Bought a used ATV from an individual in Alabama.  My understanding is that no title or registration is required in Georgia.  Is this correct?

I have a Bill of Sale from the individual which I guess I just keep for my records - correct?

Oh, and I have the Certificate of Origin.  What do I do with this exactly?  Do I contact Honda and let them know I am now the owner?
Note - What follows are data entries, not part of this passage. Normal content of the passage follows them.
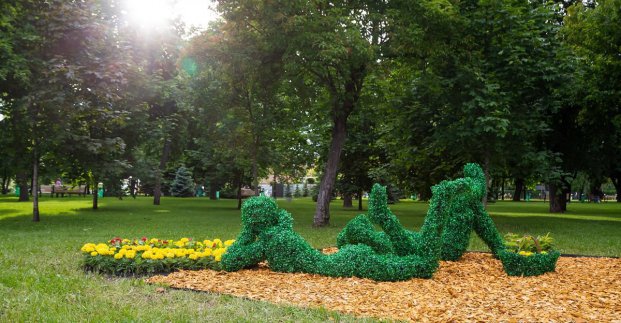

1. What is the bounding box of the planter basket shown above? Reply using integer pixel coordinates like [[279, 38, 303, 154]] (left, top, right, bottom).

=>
[[498, 250, 561, 276]]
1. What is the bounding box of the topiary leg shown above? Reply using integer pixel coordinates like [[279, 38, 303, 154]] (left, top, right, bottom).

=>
[[368, 184, 417, 256], [473, 204, 505, 257], [336, 214, 393, 254]]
As it stands, I don't believe I need to go visit any local tag office or anything and want to make sure that is right.

Thanks.


----------



## btt202 (Jan 17, 2009)

not unless you want to pay taxes for something you bought out of state !!!!!!! you not going to ride on the road with a tag why go to them...


----------



## Skunked (Jan 17, 2009)

The certificate of origin is the title.  Just keep it in your records.  In the future if you go to sell it again that goes with it.


----------



## BANDT (Jan 20, 2009)

Georgia is a "BILL OF SALE" only state for atvs and off road motorcycles. No title or Certificate of Origin needed. That Certificate of Origin isnt worth the cost of the paper its written on.


----------



## BANDT (Jan 20, 2009)

Skunked said:


> The certificate of origin is the title.  Just keep it in your records.  In the future if you go to sell it again that goes with it.



100% false


----------



## Skunked (Jan 20, 2009)

BANDT said:


> 100% false



If the certificate of origin on a car is the title.  Then most certainly the certificate of origin on a four-wheeler is the title.  If there is no need for them, then why would they send them to you?  If you don't have any paperwork regarding the four wheeler then couldn't anybody just look at a fourwheeler and say "that it is theirs".  When a fourwheeler is stolen they want the frame number for identification and on the certificate of origin is the frame number.  I am just stating what I know and what I perceive as common knowledge.  I am curious to know where you obtained the information that you have.


----------



## gastrohman (Jan 22, 2009)

Thanks, guys!


----------